Source : Ottawa Citizen
Popular programs casting for hosts
CBC Radio has a swath of loyal listeners in this town. Ottawa Morning and All in a Day are dominant in their time slots.
The local audience for As It Happens, the national flagship show, is high, as it is for The House, the hour-long, all-politics show that airs on Saturdays.
The four shows have one thing in common: None has a permanent host.
The tearful departure of Anthony Germain on Tuesday -- some 1,000 listeners sent goodbye e-mails -- leaves the jobs at CBC Morning and The House vacant with no replacements in view. Germain, who is leaving to open a CBC bureau in Shanghai, could be heard four mornings a week on CBC's local show and across the country on Saturdays on The House.
As It Happens host and interviewer Mary Lou Finlay retired in November and has yet to be replaced. Brent Bambury left All in a Day eight months ago and, like Finlay, has been succeeded by a procession of temps.
While it's inconceivable a commercial station would leave such valuable spots without permanent, well-promoted hosts for even a day, CBC insists it's most concerned with finding "the right fit."

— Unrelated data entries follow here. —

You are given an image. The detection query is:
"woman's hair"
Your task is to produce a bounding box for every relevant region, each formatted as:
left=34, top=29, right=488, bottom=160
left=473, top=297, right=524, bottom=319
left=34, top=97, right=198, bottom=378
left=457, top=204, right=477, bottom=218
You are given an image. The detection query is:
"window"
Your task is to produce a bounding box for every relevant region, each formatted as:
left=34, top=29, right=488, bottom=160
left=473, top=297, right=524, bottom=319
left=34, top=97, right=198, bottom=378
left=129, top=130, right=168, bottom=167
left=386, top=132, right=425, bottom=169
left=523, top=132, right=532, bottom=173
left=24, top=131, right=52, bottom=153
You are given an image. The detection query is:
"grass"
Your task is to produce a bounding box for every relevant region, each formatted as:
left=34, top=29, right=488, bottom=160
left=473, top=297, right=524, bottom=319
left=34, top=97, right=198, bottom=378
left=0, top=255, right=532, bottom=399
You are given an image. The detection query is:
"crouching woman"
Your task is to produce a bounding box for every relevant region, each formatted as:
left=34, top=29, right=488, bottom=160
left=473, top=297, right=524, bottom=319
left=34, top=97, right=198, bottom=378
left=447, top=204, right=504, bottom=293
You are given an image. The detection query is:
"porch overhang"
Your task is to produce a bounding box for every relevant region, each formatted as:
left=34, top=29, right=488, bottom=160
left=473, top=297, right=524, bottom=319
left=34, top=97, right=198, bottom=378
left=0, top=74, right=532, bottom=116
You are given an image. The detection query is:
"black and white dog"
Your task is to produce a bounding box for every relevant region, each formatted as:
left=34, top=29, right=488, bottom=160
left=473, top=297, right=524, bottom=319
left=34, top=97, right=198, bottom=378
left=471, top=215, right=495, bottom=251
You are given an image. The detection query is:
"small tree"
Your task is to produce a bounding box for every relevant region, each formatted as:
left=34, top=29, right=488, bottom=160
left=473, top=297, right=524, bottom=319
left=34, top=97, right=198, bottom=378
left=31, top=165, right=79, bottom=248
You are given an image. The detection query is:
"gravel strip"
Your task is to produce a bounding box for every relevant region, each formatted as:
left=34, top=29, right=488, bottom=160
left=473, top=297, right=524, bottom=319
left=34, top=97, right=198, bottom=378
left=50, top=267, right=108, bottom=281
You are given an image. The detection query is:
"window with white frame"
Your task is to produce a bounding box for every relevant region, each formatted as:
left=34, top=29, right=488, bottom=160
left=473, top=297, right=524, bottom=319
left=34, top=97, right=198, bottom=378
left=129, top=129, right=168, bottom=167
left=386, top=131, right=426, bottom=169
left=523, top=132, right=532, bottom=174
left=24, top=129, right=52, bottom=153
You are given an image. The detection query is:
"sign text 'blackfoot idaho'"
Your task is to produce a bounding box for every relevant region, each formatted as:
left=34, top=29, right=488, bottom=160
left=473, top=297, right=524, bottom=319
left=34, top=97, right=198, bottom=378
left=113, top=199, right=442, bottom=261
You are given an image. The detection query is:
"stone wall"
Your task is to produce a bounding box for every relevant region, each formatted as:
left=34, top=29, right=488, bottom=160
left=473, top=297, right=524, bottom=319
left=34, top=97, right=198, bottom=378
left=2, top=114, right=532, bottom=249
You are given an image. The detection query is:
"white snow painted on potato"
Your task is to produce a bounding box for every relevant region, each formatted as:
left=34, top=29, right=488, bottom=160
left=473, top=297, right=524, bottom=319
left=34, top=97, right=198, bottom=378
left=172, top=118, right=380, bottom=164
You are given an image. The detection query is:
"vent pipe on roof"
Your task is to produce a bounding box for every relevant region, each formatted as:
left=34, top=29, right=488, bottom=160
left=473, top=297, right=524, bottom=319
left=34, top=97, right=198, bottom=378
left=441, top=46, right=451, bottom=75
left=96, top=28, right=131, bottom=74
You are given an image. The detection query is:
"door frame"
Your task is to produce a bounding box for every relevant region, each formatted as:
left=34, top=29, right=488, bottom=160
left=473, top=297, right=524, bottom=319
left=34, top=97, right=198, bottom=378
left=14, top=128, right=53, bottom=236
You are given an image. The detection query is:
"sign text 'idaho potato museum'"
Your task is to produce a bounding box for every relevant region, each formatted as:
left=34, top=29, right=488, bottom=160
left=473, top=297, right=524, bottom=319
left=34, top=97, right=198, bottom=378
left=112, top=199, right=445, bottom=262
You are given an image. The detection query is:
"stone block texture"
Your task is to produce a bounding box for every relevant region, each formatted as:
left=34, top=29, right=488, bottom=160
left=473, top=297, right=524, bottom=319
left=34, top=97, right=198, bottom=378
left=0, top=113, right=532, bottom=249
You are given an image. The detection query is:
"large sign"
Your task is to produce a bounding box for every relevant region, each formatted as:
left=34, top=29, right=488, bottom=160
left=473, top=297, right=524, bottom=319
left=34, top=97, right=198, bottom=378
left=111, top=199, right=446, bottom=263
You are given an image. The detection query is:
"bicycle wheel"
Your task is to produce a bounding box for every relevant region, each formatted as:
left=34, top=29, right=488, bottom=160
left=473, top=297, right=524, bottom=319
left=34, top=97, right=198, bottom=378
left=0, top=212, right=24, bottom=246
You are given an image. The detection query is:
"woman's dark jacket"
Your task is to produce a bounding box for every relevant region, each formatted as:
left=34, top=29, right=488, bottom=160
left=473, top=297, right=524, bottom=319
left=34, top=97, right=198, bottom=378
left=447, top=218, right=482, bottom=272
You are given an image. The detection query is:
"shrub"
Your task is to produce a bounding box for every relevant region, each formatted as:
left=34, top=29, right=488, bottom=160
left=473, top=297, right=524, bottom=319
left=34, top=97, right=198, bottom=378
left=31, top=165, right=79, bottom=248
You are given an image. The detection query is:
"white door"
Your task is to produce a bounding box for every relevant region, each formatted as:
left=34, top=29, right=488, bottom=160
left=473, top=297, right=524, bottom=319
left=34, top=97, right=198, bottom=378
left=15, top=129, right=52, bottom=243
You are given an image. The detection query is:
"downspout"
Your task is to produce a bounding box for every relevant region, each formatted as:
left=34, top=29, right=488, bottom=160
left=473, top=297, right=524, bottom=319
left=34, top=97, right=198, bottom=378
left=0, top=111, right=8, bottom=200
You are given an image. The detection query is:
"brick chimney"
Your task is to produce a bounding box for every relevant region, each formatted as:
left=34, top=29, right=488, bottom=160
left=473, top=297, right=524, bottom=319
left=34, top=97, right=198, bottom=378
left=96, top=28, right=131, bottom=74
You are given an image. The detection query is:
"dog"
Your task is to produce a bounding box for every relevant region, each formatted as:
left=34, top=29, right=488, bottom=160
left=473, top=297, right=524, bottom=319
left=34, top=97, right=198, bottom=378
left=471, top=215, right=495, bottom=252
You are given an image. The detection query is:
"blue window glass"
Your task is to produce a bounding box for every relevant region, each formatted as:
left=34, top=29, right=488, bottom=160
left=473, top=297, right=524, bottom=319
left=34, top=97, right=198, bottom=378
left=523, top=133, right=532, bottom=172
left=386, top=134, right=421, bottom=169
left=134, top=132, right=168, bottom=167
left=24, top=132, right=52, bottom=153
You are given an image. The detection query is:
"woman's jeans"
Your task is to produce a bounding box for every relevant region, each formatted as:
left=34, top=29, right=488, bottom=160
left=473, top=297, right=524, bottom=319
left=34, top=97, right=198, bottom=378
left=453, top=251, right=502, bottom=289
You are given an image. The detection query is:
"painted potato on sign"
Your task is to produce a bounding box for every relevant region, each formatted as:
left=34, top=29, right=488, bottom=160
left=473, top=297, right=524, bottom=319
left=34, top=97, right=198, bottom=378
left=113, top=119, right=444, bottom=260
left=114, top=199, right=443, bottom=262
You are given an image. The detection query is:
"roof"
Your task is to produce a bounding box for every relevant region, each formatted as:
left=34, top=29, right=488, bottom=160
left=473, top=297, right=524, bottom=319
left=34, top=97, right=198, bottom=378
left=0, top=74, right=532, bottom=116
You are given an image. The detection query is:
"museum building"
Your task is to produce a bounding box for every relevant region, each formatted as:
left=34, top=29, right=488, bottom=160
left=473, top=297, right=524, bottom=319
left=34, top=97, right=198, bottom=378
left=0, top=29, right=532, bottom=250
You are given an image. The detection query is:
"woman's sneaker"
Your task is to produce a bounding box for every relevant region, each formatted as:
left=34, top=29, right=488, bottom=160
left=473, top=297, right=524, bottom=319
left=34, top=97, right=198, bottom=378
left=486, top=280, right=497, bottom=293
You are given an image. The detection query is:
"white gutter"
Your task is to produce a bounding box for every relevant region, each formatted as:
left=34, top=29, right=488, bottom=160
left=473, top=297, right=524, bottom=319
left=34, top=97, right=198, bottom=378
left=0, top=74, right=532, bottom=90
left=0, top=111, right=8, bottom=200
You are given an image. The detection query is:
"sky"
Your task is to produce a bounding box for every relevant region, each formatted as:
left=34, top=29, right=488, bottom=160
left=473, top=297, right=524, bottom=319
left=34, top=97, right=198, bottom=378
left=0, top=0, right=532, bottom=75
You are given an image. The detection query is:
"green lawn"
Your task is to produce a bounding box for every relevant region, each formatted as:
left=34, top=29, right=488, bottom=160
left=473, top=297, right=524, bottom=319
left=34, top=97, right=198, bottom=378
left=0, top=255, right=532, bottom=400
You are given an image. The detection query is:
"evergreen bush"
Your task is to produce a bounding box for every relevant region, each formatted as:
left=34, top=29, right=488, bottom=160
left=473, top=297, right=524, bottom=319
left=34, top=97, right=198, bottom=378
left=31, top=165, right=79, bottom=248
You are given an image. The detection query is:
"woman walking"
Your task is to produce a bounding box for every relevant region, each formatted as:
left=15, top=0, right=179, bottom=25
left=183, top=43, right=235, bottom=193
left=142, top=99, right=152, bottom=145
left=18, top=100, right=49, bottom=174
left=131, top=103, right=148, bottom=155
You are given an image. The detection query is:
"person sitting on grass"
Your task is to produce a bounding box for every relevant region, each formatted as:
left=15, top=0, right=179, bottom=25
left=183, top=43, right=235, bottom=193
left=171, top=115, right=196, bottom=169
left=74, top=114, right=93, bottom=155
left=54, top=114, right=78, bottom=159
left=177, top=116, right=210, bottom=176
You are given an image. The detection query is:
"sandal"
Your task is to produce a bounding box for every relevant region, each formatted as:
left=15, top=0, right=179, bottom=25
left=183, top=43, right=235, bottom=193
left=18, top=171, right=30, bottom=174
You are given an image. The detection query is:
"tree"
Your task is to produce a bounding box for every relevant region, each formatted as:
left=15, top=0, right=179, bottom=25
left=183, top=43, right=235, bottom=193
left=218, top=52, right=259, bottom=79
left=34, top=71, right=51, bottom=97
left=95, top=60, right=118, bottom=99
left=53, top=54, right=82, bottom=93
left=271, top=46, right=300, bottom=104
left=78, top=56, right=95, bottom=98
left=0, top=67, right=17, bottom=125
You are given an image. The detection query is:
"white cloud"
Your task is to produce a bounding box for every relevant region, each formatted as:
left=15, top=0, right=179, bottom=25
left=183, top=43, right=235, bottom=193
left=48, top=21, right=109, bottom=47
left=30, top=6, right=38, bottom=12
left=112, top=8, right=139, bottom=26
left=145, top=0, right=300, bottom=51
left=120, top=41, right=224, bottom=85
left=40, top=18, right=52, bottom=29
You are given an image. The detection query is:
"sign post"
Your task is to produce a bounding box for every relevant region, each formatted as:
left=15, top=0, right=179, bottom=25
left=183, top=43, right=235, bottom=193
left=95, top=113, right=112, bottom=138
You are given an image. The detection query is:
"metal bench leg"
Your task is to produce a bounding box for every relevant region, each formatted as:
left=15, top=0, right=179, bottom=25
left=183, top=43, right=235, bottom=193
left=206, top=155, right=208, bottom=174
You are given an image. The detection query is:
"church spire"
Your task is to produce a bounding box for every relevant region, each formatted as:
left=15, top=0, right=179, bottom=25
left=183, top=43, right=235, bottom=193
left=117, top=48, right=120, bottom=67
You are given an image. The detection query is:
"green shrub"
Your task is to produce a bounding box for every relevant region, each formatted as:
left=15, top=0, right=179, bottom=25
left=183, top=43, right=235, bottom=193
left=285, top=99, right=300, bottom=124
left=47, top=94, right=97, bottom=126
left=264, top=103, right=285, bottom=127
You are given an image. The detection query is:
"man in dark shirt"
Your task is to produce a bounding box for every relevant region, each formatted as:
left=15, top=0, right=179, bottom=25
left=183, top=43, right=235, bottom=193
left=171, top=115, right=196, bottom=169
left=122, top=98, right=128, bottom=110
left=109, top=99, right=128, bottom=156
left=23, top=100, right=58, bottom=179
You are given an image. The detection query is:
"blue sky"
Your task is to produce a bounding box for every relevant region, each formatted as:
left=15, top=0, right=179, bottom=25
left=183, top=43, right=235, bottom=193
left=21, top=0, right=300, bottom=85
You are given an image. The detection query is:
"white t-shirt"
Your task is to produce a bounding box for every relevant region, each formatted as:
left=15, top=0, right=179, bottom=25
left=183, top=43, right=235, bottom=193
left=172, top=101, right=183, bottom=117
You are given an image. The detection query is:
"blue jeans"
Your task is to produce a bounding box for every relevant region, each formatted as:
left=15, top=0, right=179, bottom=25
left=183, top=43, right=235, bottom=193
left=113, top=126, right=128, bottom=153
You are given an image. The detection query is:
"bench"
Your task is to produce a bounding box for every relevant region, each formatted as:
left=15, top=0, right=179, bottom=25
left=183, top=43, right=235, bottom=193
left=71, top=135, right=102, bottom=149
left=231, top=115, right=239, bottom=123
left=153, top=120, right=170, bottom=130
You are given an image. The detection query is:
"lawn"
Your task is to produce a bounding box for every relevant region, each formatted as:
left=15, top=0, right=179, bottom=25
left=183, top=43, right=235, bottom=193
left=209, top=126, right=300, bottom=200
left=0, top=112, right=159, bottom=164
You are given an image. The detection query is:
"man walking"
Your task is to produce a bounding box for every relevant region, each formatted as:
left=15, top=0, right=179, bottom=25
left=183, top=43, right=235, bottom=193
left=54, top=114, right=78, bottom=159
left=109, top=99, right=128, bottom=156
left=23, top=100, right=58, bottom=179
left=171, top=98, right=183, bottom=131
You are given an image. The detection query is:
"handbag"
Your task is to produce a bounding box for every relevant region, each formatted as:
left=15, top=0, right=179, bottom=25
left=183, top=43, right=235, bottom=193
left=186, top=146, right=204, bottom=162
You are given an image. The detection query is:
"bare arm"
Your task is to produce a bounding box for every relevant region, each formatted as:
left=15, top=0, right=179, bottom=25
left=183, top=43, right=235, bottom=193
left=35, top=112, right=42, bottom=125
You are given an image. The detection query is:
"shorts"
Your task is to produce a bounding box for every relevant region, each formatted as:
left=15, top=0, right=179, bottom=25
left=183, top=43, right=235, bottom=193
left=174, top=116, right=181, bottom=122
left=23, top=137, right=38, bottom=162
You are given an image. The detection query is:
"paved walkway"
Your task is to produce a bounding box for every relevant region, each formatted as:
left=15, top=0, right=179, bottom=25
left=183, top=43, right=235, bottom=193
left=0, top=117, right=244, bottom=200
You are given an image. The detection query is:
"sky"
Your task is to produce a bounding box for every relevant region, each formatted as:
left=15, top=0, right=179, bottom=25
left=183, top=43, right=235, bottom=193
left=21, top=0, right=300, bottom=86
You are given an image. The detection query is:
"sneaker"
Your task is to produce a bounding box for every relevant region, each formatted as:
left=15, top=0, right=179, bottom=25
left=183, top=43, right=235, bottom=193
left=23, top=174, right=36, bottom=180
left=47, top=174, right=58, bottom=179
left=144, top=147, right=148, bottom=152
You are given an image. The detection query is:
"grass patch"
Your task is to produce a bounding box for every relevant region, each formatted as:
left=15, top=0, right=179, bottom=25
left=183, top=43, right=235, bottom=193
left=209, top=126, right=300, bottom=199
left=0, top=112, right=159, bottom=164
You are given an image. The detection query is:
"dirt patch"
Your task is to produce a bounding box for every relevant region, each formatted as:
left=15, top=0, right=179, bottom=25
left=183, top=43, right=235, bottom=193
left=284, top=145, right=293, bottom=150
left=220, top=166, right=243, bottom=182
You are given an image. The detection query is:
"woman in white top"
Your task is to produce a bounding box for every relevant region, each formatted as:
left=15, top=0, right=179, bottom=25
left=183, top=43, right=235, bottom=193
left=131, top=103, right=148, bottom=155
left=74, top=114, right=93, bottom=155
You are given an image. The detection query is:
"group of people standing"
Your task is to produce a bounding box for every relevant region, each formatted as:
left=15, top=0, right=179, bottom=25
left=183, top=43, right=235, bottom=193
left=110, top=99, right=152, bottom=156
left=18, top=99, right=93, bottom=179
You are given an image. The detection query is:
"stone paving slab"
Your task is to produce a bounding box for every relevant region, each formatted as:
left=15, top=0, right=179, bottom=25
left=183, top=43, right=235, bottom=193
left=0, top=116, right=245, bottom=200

Jennifer McGuire, CBC's executive director of programming, says there is "nothing mysterious" about the delay. Indeed, she says, they are "very, very close" to announcing Bambury's replacement -- "in the next few weeks."
The As It Happens spot may also be filled soon: "We have been talking to people and trying people out. It won't be long. It's about finding the right fit for the show and having very high standards. Jobs get posted, people get invited to reply and at the same time active scouting is going on. The net is cast very wide."
McGuire, who was briefly a CBC reporter in Ottawa in the late 1980s, says they are not working against a set deadline. "There is no sense doing it tomorrow if you don't have the right host."
The base rate for CBC radio hosts in major cities is between $75,000 and $100,000, although there are exceptions. The host of As It Happens is at least at the top end of that range. The House has typically been a second job for a CBC employee such as Germain and his predecessor Jason Moscowitz.
In contrast, announcers on top-rated, big city commercial radio stations -- usually the on-air morning crew -- will routinely be paid between $100,000 and $150,000 and many in excess of $200,000.
Among the highest paid in Canada is veteran Toronto deejay Erin Davis of 98.1 CHFI who was fired in 2003 when the station decided to pursue younger listeners and then rehired barely 18 months later after the youth-seeking strategy turned into a ratings disaster. She returned to the station for a reported $500,000 annually.
Morning shows on commercial radio can account for 70 per cent of a station's advertising revenue and because a station's ad rates are based on audience size, or mass appeal to specific demographic group, an announcer attracting a large audience can increase a station's annual revenue by millions of dollars.
The CBC's McGuire rejects any comparisons to commercial radio: "What we do is so unique and our standards are incredibly high."